Westman had, as the highly intelligent man he was, done a fast career in Sweden's foreign ministry. His analyzes of the host countries, and the power play at the League of Nations, were considered outstanding — a judgement that holds also in retrospect. The mission at the League of Nations was considered central to Sweden's foreign policy during the interbellum; and when appointed to Helsinki, that was at a moment when it was considered the most crucial of Sweden's embassies. For a diplomat, he was however also extraordinarily outspoken, often with a significant amount of sarcasm and unveiled criticism.
Finland and Operation Barbarossa
In his youth, Westman had been involved in the Nationalist Activism movement, which provided him both with relevant contacts and a good understanding for contemporary thinking in independent Finland. But he was also critical of its political development, from the bloody aftermath of the Civil War and forth, and particularly suspicious against the fennoman school of thoughts that dominated outside of the Finland-Swedish circles, and what he perceived as their strong anti-Nordic undercurrent.
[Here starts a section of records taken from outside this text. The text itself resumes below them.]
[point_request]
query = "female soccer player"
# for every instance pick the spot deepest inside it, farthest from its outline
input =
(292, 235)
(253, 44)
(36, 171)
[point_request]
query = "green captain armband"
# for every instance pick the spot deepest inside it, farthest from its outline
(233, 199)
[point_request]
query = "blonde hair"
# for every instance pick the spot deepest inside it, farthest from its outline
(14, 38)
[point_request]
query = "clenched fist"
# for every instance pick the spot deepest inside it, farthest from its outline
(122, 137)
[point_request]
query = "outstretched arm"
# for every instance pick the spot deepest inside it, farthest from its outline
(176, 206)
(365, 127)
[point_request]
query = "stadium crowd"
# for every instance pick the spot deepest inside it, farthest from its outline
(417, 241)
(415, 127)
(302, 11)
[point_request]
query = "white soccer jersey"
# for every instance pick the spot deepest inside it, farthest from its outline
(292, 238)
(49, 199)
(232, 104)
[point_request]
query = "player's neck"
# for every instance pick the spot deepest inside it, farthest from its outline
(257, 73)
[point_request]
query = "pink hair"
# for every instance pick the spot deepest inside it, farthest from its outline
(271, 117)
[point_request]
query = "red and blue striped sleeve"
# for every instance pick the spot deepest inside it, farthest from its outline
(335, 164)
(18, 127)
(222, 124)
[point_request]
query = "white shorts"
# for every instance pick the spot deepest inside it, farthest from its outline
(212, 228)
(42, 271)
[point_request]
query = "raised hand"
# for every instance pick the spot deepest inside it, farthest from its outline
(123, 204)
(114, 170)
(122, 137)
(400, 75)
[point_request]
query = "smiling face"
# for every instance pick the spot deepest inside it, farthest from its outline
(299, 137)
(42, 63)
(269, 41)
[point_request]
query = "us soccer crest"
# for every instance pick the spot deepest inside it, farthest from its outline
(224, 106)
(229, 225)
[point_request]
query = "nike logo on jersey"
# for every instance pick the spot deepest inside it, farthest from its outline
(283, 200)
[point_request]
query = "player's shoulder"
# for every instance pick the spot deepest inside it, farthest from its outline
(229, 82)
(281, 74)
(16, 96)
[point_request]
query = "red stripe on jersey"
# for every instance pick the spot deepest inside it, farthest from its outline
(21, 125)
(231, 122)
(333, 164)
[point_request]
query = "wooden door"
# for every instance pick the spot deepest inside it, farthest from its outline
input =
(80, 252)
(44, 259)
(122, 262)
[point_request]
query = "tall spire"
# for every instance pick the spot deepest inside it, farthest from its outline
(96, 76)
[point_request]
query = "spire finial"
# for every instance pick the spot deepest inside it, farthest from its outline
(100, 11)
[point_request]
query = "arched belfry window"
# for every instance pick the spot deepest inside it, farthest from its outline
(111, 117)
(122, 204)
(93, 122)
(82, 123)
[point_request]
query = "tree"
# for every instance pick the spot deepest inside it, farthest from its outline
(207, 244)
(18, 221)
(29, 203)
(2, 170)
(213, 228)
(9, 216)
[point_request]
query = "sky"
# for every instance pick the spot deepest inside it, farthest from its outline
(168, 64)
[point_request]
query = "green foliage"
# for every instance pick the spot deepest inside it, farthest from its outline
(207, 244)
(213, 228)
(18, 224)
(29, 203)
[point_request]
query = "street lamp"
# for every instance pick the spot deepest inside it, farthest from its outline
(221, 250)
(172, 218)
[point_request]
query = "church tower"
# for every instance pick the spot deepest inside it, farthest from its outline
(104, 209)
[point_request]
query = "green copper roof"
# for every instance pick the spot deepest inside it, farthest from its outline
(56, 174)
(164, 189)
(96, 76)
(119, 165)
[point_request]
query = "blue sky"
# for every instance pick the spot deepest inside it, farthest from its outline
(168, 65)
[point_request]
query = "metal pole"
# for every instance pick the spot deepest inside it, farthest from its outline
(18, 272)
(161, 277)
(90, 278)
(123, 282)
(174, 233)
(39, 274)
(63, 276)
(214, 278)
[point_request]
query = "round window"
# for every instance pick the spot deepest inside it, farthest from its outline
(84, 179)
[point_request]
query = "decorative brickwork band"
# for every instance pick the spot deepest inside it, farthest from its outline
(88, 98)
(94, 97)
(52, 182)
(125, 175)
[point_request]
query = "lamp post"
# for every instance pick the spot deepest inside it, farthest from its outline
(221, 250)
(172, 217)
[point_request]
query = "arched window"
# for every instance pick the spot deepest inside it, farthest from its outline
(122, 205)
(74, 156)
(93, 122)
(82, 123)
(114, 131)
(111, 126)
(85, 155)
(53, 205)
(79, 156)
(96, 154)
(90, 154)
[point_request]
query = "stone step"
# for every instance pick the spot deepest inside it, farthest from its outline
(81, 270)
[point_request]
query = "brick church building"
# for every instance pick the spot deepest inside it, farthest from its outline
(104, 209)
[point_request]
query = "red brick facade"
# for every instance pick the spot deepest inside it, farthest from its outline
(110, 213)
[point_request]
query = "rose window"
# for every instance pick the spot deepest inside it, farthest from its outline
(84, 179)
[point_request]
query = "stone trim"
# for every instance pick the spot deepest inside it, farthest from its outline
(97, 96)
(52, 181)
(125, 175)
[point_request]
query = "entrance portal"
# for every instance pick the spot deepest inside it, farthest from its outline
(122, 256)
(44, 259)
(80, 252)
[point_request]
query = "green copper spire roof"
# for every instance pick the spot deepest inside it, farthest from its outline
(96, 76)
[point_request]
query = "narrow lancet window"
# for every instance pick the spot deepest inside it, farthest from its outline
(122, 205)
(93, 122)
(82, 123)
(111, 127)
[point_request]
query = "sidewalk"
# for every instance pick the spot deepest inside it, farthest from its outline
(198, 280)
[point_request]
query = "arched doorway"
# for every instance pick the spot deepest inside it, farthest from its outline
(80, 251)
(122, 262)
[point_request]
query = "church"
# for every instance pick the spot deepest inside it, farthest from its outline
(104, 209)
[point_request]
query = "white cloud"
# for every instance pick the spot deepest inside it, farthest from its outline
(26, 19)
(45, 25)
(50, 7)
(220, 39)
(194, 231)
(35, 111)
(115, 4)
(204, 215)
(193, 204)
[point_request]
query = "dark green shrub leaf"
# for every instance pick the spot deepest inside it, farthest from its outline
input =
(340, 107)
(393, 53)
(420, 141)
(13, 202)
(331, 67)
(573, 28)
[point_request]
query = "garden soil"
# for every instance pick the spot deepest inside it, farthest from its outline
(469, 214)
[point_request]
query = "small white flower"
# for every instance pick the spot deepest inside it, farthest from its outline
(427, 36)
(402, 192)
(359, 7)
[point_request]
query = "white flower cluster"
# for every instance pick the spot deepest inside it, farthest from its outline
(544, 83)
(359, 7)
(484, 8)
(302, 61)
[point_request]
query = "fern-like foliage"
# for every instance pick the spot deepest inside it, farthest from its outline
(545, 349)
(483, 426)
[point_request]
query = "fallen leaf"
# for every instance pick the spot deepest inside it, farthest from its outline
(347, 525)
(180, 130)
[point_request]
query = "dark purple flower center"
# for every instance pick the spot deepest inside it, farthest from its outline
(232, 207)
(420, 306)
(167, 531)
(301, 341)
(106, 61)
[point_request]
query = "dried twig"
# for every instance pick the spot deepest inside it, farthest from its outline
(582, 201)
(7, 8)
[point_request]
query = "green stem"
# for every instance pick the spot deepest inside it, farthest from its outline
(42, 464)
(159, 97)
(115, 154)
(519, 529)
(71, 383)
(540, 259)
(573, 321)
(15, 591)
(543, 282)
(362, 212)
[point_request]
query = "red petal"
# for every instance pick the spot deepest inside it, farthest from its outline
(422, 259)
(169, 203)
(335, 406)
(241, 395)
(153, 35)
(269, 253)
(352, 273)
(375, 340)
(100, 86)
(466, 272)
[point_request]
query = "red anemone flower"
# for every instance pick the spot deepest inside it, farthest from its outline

His outspoken opposition against the host country's increasing cooperation with Nazi Germany, in the run up to and during the Continuation War, led to an unfortunate failure of his mission to Helsinki. His reports to Stockholm were factually correct, but he was unsuited to reestablish a Finnish feeling of trust for the Swedes after the trauma of the Winter War, and what in Finland was widely perceived as Sweden's betrayal; and in Helsinki the suspicion grew that his reports were in fact unfavorable. Most crucially, he never came on speaking terms with Finland's foreign minister Rolf Witting, despite their shared mother tongue. This contributed to the abortion of close intelligence cooperation between the two countries, and resulted among other things in a total failure for the Swedish attempts to improve the relations with the Third Reich be means of some kind of cooperation in Operation Barbarossa — executed as "support for Finland's heroic struggle against Bolshevism" — at the same time intending to ease Finland's emotional dependency on Germany.
Westman argued, not without some merit, that his views truly represented those of the Swedish government and civil service in general, and specifically the views of the cabinet. The realpolitik policies of Foreign Minister Günther were not as popular in the left-leaning majority of the Cabinet now, when a clash between Nazism and Communism was on the agenda, as it had been during the zenith of the Molotov-Ribbentrop Pact. What he said in Helsinki, he was convinced, was totally in accordance with the views of influential Social Democrats as Östen Undén and Ernst Wigforss, and also with the generally neutralist Liberals and Agrarians.
After Finland's re-conquest of Vyborg, that had been a Swedish–Finnish key castle 1293–1721, a general display of flags was proclaimed for August 30. In an unprecedented move, Sweden's embassy did not fly the flags, and soon Finland's Foreign Minister requested his removal. It would however last yet a year, and require the request of President Ryti, until Westman was recalled to Stockholm and replaced by a less controversial diplomat.
Westman felt the recall from Helsinki to be a humiliating reprimand, for which some kind of compensation was to be expected. When Westman's friend Östen Undén after the world war became Sweden's foreign minister, Westman was promptly given the prestigeous position as Secretary General of Sweden's foreign ministry, and soon one of the most prestigeous embassies, that in Paris.